Page:Tolstoï Les Cosaques.djvu/280

La bibliothèque libre.
Cette page a été validée par deux contributeurs.

Koseltzoff, qui n’avait jamais mis le pied dans ce logement blindé, fut frappé de son élégance : un parquet remplaçait le plancher, un paravent masquait la porte d’entrée ; dans un coin une grande icône représentant la sainte Vierge dans sa garniture d’or, éclairée par une petite lampe en cristal rose ; deux lits placés le long du mur, sur l’un desquels dormait tout habillé un marin ; sur l’autre, auprès d’une table chargée de deux bouteilles de vin entamées, était assis le nouveau chef du régiment et un aide de camp. Koseltzoff, qui n’était point timide et qui ne se sentait nullement coupable, ni envers l’État, ni envers le chef du régiment, éprouva pourtant, à la vue de ce dernier, son très récent camarade, une certaine appréhension. « C’est étrange, se dit-il en le voyant se lever pour l’écouter, il y a à peine sept semaines qu’il commande le régiment, et déjà dans sa tenue, dans son regard, dans ses vêtements perce le pouvoir. Y a-t-il longtemps que ce même Batritcheff s’amusait avec nous, portait pendant des semaines entières la même chemise en perse foncée et mangeait seul, sans jamais inviter personne, ses bitki[1] et ses varéniki[2], et maintenant on lit l’expression d’un orgueil plein de sécheresse dans ses yeux, qui me disent : Bien que je sois ton camarade, car je suis un chef de régiment de la nouvelle école, sois certain que je sais parfaitement que tu donnerais la moitié de ta vie pour être à ma place. »

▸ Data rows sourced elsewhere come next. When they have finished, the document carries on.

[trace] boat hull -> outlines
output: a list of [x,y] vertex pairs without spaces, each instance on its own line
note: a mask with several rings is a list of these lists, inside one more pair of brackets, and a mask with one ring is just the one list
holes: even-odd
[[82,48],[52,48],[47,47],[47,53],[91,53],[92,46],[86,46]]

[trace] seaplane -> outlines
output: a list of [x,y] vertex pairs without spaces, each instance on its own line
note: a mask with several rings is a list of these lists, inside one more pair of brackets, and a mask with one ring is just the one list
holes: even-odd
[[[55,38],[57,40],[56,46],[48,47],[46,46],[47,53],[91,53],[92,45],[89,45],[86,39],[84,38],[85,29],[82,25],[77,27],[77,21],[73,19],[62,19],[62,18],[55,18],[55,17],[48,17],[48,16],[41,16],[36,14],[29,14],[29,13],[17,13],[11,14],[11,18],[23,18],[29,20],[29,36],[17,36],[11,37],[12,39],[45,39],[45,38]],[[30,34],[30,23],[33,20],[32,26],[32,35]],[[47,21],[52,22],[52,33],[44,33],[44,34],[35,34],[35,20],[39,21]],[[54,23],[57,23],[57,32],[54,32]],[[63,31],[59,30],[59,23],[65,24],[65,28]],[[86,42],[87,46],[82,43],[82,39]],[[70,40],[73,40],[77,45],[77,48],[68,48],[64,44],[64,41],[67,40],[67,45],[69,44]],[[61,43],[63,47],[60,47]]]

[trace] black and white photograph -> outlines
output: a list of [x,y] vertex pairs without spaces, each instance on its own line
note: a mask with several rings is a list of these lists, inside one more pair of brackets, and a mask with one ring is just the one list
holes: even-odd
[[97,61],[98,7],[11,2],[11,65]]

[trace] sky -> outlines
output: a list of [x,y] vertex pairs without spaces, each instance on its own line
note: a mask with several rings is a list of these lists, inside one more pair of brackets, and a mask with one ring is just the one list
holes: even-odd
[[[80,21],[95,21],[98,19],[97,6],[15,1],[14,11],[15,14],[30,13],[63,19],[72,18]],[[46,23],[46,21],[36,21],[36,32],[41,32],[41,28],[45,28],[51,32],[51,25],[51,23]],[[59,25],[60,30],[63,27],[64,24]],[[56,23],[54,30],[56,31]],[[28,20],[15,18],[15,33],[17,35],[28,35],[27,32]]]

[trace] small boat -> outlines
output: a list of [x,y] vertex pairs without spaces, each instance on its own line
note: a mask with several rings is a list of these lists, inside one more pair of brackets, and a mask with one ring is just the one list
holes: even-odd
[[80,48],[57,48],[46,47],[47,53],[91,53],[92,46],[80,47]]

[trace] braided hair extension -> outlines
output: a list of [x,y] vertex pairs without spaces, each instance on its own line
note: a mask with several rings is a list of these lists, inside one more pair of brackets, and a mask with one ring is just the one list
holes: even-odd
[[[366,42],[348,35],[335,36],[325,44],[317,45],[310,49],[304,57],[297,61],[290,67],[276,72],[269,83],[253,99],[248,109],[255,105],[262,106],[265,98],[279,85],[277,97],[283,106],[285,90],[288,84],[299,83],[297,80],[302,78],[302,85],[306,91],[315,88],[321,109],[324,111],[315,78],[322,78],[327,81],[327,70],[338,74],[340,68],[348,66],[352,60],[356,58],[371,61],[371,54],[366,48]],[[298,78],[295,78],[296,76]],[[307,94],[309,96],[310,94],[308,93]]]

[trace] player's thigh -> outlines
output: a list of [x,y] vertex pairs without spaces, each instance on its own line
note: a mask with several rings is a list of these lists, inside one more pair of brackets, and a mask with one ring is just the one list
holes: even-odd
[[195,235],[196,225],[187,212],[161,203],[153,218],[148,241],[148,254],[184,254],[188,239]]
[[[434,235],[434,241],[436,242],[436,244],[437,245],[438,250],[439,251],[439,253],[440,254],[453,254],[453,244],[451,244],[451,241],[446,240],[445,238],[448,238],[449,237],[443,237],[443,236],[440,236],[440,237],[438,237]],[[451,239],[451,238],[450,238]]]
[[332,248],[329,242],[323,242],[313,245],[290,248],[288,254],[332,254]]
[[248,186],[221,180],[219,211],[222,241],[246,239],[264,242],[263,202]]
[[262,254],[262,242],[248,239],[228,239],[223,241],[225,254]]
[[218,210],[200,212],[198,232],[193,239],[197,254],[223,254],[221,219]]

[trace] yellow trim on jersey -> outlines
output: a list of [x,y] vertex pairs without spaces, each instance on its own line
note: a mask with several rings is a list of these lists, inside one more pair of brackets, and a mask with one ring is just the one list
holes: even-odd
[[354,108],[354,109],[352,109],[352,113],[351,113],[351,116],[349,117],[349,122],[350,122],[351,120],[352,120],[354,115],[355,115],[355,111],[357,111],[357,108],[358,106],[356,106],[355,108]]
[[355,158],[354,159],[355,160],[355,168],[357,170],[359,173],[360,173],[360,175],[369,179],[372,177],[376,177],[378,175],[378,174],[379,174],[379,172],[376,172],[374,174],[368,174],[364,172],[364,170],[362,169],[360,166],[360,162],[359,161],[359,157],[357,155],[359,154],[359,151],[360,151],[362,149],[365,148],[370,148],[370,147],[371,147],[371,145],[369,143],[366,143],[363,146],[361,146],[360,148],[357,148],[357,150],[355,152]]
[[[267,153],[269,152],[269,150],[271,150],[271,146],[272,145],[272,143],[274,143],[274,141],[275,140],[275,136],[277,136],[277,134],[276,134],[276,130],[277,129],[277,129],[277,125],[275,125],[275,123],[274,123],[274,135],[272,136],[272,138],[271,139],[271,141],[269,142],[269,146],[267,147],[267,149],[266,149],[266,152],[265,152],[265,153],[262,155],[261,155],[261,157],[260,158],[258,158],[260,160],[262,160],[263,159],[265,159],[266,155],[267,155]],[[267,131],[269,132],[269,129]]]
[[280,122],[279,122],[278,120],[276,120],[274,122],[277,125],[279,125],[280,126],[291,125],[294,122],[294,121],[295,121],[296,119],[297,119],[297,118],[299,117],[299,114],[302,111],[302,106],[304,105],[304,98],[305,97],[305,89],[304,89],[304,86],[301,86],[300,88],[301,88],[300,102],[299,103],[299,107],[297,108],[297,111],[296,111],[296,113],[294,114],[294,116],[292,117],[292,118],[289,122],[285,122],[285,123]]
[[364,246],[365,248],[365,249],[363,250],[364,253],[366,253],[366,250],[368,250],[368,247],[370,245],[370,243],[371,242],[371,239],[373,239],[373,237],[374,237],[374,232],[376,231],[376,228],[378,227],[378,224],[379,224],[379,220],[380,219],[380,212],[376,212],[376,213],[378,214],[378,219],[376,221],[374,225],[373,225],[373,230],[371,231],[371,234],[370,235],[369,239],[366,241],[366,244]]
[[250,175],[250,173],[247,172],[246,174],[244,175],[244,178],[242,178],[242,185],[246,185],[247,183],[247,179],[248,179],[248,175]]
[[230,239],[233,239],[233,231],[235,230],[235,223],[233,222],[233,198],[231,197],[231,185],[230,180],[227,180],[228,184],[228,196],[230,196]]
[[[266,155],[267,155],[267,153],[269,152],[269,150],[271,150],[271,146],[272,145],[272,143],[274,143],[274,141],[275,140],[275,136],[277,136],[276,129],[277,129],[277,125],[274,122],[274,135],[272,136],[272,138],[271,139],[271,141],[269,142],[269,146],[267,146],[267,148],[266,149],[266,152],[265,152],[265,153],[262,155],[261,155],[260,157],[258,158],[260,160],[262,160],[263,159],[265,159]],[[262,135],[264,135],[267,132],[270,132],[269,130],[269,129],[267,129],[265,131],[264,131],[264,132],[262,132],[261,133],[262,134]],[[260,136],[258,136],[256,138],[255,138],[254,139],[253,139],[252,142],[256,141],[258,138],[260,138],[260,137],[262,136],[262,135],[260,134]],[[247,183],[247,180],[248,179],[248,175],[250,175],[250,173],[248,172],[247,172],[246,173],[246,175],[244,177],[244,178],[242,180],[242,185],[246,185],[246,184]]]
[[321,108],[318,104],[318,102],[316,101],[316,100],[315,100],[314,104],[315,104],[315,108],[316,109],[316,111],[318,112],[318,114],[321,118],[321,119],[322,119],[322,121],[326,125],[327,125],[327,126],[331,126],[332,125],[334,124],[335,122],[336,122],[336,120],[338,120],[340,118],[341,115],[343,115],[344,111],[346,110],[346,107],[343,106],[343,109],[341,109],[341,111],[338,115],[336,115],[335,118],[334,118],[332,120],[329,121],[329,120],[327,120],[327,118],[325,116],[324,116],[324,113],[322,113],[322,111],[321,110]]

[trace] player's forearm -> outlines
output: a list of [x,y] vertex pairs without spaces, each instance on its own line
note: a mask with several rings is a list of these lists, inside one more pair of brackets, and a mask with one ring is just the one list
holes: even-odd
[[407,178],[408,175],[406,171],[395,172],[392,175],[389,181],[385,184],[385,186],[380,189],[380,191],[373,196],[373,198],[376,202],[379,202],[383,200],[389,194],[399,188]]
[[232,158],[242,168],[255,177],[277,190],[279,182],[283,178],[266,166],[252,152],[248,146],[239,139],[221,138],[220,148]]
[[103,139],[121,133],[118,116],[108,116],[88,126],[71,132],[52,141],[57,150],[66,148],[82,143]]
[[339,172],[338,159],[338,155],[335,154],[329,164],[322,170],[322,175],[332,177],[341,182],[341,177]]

« Vous vous êtes traité un peu longtemps ! lui dit froidement le colonel en le regardant.

— J’ai été malade, mon colonel, et ma plaie n’est pas encore tout à fait cicatrisée.

— Si c’est ainsi, pourquoi êtes-vous revenu ? » La corpulence de Koseltzoff inspirait à son chef de la défiance. « Pouvez-vous faire votre service ?

— Certainement, je le puis.

  1. Viande hachée.
  2. Plat petit-russien à la crème aigre.